A área da educação liderou as contratações até agora, com 29.226 funcionários a mais entre dezembro de 2002 e maio de 2009 (último dado disponível por setor). É natural, porque se trata de uma áreas de maior peso na estrutura de pessoal do governo. Segundo o secretário, a política de elevar o número de vagas nas universidades também contribuiu. Entre as carreiras mais beneficiadas estão Polícia Federal, Receita Federal, Previdência Social e Advocacia-Geral da União.

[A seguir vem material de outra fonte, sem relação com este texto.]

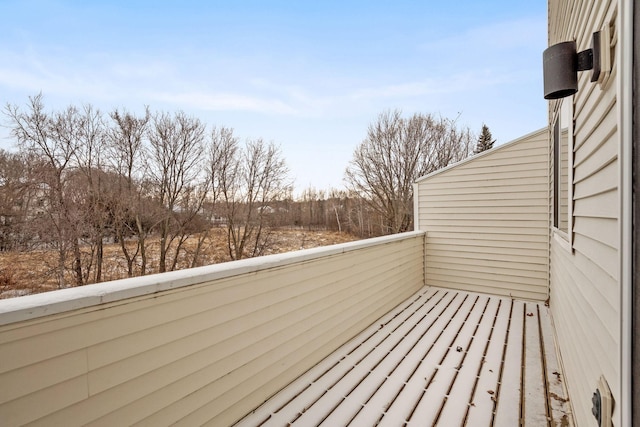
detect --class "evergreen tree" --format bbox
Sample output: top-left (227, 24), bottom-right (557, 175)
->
top-left (473, 124), bottom-right (496, 154)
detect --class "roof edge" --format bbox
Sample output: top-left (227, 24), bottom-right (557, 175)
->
top-left (415, 127), bottom-right (549, 183)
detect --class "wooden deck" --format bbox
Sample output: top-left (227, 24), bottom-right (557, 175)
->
top-left (237, 287), bottom-right (573, 427)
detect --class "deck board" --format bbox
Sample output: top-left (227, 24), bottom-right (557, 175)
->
top-left (237, 287), bottom-right (570, 426)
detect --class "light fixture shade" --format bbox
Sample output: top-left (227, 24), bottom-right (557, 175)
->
top-left (542, 41), bottom-right (578, 99)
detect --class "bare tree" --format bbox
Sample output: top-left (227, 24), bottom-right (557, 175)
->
top-left (0, 149), bottom-right (31, 251)
top-left (149, 112), bottom-right (207, 272)
top-left (108, 108), bottom-right (151, 277)
top-left (210, 128), bottom-right (289, 259)
top-left (345, 110), bottom-right (471, 234)
top-left (5, 94), bottom-right (90, 287)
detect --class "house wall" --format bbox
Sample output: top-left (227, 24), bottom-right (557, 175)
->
top-left (549, 0), bottom-right (630, 425)
top-left (415, 129), bottom-right (550, 301)
top-left (0, 232), bottom-right (424, 426)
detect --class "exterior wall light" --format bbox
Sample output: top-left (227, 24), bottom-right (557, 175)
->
top-left (542, 31), bottom-right (601, 99)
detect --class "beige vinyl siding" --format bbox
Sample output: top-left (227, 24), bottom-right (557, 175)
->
top-left (549, 0), bottom-right (621, 425)
top-left (416, 129), bottom-right (549, 300)
top-left (0, 233), bottom-right (424, 426)
top-left (558, 128), bottom-right (569, 233)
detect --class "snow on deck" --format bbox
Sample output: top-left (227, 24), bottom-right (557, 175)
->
top-left (237, 287), bottom-right (571, 426)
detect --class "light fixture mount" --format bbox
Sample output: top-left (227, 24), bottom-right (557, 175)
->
top-left (542, 31), bottom-right (601, 99)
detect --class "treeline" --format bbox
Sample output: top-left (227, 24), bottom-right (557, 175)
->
top-left (0, 95), bottom-right (408, 287)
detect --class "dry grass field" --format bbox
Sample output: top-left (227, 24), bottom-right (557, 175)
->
top-left (0, 228), bottom-right (358, 299)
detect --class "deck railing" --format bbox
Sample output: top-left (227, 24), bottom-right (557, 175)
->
top-left (0, 232), bottom-right (425, 426)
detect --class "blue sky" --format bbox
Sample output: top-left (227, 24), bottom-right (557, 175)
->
top-left (0, 0), bottom-right (547, 192)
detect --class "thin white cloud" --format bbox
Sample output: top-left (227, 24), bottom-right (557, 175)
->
top-left (148, 92), bottom-right (299, 115)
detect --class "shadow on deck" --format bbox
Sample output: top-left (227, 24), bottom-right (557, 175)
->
top-left (237, 287), bottom-right (572, 426)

Para o economista do Instituto de Pesquisa e Economia Aplicada (Ipea), Marcelo Caetano, um dos maiores problemas do aumento de servidores é a "rigidez desse gasto". Graças a vantagens como garantia de emprego e aposentadoria integral, cada servidor permanece na folha de pagamentos da União por cerca de 50 anos - a diferença entre a idade média de entrada no serviço público (32 anos) e a expectativa de vida (80 anos).


348% A MAIS DE SALÁRIO
O governo Lula também promoveu um agressivo reajuste dos salários dos servidores, bem acima dos níveis da iniciativa privada. Um auditor fiscal da Receita começa a carreira hoje com salário de R$ 14,7 mil. No fim do governo Fernando Henrique, o salário final da categoria era R$ 7,3 mil. Um analista de gestão pode ganhar hoje R$ 17,3 mil e um fiscal de defesa agropecuária, R$ 14,9 mil. O reajuste mais significativo foi concedido aos pesquisadores do Inmetro: 348%, para R$ 12,3 mil.


Para o governo, os reajustes servem para atrair e reter os melhores talentos na administração pública. O especialista em contas públicas Raul Velloso avalia que a proximidade do PT com os sindicatos influencia. "Esse é um governo em que os sindicatos estão lá dentro."


Um crescimento significativo no número de servidores públicos - teoricamente mais motivados por causa dos expressivos reajustes de salários - deveria significar um atendimento melhor à população. O problema é que não existe uma maneira sistematizada de medir isso.


"Mais importante do que o contingente de servidores seria discutir a sua produtividade", disse o economista da Corretora Convenção, Fernando Montero. Ele explica que é muito complicado, porque não existe um preço para os serviços oferecidos pelo setor público, como saúde, educação ou segurança.


Para Moraes, do Planejamento, a produtividade cresceu, já que hoje o governo atende a uma população maior com o mesmo número de servidores que tinha há 12 anos. Ele também argumenta que parte da redução das famosas filas do INSS pode ser atribuída ao maior número de funcionários.


Mas a percepção da população sobre o setor público é negativa. Em pesquisa do Ibope, a pedido da Confederação Nacional da Indústria (CNI), 72% da população considerou o governo Lula ótimo ou bom e elogiou a condução da economia e os programas sociais. A avaliação dos serviços prestados pelo Estado, no entanto, foi fraca: 59% desaprovam a segurança pública, 57% desaprovam o atendimento da saúde e 55% avaliam que pagam impostos demais em relação aos benefícios que recebem.